The entire notion that hand-counting is a good idea stems from poisoned logic that we have an electoral fraud problem in this country (spoiler: we do not) and specifically that voting machines are rigged (ask Fox News’s bank account about that one). It is further exacerbated by (again) “common sense” reasoning that machines can (in theory) be manipulated while good ol’ people can count!
Side note: I guarantee that the scantron machine that I used to grade multiple choice exams did a far more accurate job of grading a stack of exams than had I done them manually. (And that machine was one helluva a lot faster!).
This entire situation is a great illustration of how false narratives (such as the one that we have a serious electoral fraud problem in this country) lead to poor understanding on a mass level and therefore to truly stupid public policy decisions being made. All of this truly is an example of Republican activists making their supporters dumber over time.
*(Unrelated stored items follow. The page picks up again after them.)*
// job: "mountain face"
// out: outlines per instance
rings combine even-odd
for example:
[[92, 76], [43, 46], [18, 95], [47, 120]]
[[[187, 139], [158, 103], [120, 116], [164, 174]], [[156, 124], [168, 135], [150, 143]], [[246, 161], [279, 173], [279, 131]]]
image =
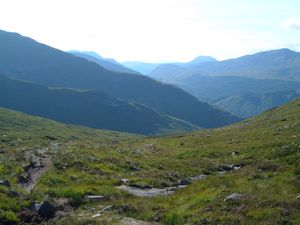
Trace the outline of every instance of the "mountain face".
[[299, 97], [299, 91], [277, 91], [263, 94], [246, 93], [229, 96], [216, 101], [214, 105], [241, 118], [247, 118]]
[[101, 57], [100, 55], [98, 55], [97, 53], [94, 52], [80, 52], [80, 51], [68, 51], [69, 53], [79, 56], [81, 58], [84, 58], [88, 61], [91, 62], [95, 62], [97, 64], [99, 64], [100, 66], [102, 66], [103, 68], [107, 69], [107, 70], [111, 70], [111, 71], [115, 71], [115, 72], [119, 72], [119, 73], [134, 73], [134, 74], [138, 74], [138, 72], [128, 69], [125, 66], [122, 66], [121, 64], [119, 64], [117, 61], [113, 60], [113, 59], [106, 59]]
[[137, 103], [100, 91], [50, 89], [0, 75], [0, 107], [56, 121], [144, 135], [199, 129]]
[[200, 127], [223, 126], [239, 120], [174, 86], [142, 75], [112, 72], [15, 33], [0, 32], [0, 71], [49, 87], [100, 90]]
[[[217, 60], [211, 56], [198, 56], [187, 63], [161, 64], [152, 70], [148, 76], [155, 80], [177, 84], [180, 83], [182, 79], [188, 77], [188, 74], [196, 74], [197, 70], [195, 68], [197, 68], [200, 64], [207, 62], [217, 62]], [[189, 73], [186, 71], [189, 71]]]
[[145, 62], [128, 61], [128, 62], [123, 62], [122, 65], [127, 68], [130, 68], [132, 70], [138, 71], [141, 74], [147, 75], [161, 64], [160, 63], [145, 63]]

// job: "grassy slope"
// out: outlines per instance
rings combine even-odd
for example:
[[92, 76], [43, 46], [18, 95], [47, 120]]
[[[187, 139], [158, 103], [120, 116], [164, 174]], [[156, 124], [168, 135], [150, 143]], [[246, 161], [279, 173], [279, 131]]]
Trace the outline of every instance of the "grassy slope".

Please note that this is not the kind of assessment I tend to like to make, but it is empirically true and not a normative judgment. Organizations like the Heritage Foundation have been very specifically and actively pushing the electoral fraud narrative for some time. I wrote about their “database” here some time ago with a follow-up post that further discussed the “database” and demonstrated how that “information” was used at CPAC (by a writer for the National Review) to bolder the Big Lie narrative about 2020. Beyond those specifics, the reality is that an overwhelming majority of the party has been either directly endorsing the Big Lie or, at a minimum, being utter weasels about it. Consider the obvious signal that was sent on January 6, 2021, when 147 Republicans voted against certifying the election.
You reap what you sow, and the GOP has been sowing distrust in elections and democracy for quite some time. The adage of “garbage in, garbage out” is about programming a computer, but it is supremely true about human beings. Supposed obvious, easy, common sense answers (” If you go ‘1, 2, 3, 4, 5’ then you can do it”) oh so rarely are what they are cracked up to be.
I will conclude by noting that the grandest irony of the whole notion of hand-counting instead of using machines is that it opens the door to a higher probability of massive fraud than sticking with the machines. It unequivocally will introduce more errors into the results.